High energy prices and more and more solar installations
Somalia and the Republic of Somaliland are among the countries with the highest energy prices in the world. Isolated city grids with diesel generators characterize the energy system. At the same time, the demand for electrical energy is growing due to the rapid expansion of infrastructure. The port of Berbera, for example, is intended to improve the flow of goods to Ethiopia, with its population of over 100 million, and is currently being expanded at a cost of almost half a billion dollars. Berbera also has its own airports, which are also supplied with energy by BEC.
In order to improve the energy supply, more and more photovoltaic power plants are being built in Somaliland in addition to existing generators. This change poses great challenges for the grids: “Different generators in the grid must be continuously coordinated, especially when renewable energies are involved. Otherwise, problems with grid frequency and voltage are pre-programmed and the available power cannot even be exploited,” explains Benedikt Böhm from DHYBRID. “Just looking at installed solar capacity is not enough because of this, good grid management is essential.”

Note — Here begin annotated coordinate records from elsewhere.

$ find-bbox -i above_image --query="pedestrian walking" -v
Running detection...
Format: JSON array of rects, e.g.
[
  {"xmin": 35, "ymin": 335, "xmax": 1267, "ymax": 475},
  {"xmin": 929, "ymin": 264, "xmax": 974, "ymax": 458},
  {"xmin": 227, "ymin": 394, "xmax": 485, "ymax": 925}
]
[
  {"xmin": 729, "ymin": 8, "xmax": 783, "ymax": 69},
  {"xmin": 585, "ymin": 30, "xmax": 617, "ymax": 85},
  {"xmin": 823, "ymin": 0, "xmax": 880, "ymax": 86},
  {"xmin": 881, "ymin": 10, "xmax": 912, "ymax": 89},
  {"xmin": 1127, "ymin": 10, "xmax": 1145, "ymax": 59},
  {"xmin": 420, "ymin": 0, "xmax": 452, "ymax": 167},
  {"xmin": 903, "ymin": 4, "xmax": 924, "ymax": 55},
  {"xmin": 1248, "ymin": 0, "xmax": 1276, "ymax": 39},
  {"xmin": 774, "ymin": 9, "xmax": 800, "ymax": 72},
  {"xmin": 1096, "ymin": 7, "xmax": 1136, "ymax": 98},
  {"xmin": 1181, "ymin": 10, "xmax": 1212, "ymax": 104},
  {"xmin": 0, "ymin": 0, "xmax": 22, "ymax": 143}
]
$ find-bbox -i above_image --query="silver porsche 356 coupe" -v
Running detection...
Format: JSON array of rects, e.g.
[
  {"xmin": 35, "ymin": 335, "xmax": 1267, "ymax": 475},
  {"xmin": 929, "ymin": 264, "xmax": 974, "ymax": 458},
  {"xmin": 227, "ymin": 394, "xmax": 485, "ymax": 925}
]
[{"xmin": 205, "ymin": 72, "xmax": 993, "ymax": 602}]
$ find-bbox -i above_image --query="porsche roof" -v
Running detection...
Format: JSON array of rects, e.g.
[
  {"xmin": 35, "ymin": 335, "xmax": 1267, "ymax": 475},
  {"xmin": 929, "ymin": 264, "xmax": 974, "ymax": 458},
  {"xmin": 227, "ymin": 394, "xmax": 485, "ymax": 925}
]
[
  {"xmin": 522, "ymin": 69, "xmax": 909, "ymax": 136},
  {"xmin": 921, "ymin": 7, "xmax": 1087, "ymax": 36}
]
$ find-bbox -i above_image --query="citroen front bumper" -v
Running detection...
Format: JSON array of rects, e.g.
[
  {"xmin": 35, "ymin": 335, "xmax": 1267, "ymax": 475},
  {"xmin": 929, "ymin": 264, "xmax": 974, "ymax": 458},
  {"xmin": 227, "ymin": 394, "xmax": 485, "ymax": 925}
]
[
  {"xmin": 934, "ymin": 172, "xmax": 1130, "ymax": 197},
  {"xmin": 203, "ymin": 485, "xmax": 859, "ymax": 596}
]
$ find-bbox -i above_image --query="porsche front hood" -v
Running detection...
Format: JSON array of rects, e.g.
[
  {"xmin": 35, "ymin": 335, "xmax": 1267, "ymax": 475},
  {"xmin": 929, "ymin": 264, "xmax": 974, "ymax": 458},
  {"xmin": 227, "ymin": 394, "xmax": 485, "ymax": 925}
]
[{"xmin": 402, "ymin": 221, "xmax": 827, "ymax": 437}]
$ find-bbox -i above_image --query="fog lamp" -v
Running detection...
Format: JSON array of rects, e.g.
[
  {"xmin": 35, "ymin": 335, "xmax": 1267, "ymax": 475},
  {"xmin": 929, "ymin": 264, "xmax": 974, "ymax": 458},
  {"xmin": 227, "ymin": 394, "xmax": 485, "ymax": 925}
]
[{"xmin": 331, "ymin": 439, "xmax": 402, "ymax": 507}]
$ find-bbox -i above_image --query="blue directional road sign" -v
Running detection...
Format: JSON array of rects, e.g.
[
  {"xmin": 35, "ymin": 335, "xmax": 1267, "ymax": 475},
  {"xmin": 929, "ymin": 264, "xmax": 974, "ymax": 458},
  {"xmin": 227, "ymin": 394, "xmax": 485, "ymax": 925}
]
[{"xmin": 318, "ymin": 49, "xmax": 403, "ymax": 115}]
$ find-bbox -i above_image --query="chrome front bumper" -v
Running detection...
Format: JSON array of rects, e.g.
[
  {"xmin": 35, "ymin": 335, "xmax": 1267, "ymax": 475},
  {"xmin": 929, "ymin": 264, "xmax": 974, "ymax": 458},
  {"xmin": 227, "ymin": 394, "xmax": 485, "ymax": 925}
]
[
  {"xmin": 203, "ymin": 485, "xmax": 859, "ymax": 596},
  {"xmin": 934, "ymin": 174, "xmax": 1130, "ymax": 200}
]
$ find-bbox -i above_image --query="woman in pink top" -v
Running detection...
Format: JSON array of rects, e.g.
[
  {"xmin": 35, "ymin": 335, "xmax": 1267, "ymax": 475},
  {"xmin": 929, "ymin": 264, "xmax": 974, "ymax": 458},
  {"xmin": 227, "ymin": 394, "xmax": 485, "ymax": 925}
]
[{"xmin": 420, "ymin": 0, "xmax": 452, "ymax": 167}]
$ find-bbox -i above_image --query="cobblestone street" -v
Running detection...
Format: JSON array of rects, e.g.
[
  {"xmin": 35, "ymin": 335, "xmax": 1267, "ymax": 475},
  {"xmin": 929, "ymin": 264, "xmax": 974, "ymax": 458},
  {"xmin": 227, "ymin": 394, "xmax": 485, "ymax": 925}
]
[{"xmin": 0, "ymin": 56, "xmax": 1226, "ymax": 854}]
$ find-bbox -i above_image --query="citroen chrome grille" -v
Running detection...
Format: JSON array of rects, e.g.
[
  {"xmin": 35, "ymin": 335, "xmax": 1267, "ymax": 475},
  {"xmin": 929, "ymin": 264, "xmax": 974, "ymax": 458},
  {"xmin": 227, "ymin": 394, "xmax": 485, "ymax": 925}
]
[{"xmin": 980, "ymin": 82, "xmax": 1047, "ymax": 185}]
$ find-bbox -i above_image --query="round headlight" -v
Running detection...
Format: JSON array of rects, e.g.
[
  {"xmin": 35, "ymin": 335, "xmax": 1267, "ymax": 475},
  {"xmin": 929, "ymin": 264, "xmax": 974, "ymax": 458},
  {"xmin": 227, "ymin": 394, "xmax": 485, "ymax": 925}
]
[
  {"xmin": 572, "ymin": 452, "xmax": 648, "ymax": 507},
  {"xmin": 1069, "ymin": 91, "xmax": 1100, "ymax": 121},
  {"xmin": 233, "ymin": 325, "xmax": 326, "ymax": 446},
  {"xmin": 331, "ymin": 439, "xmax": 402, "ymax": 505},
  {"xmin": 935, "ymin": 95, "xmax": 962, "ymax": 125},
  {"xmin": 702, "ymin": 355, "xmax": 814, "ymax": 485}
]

Universal Power Platform coordinates decentralized generators
“The requirement was clear: Berbera needed a scalable power supply that we could monitor and manage centrally and as quickly as possible. DHYBRID succeeded in both with the Universal Power Platform; the power quality and performance of the network increased noticeably immediately after commissioning,” says Ibrahim Yaqub, CEO of BEC. As a result, the power factor of Berbera’s entire urban network has increased by 20 percent. This made the distribution much more resilient and the power generation much more efficient. Additionally, by phasing out the use of large amounts of diesel fuel, Berbera is now the largest town in Somaliland powered by renewable energy. In addition, the city now operates the largest battery storage system in the country.
BEC uses DHYBRID’s technology open Universal Power Platform (UPP) as process control system and monitors its energy network with the SCADA system of the microgrid specialists from Germany. The term SCADA stands for Supervisory Control And Data Acquisition and describes computer-aided systems for monitoring technical equipment.
DHYBRID’s lithium-ion storage can be operated both in parallel with the grid and in grid-forming mode. In this operating mode, in conjunction with the UPP, it almost completely excludes grid instabilities and disturbances, which are triggered, among other things, by the increasing energy demand.
The project in Somaliland is one of the first in the world to use DHYBRID’s patented Maximum Inverter Power Tracking (MIPT), which increases the amount of solar power in microgrids.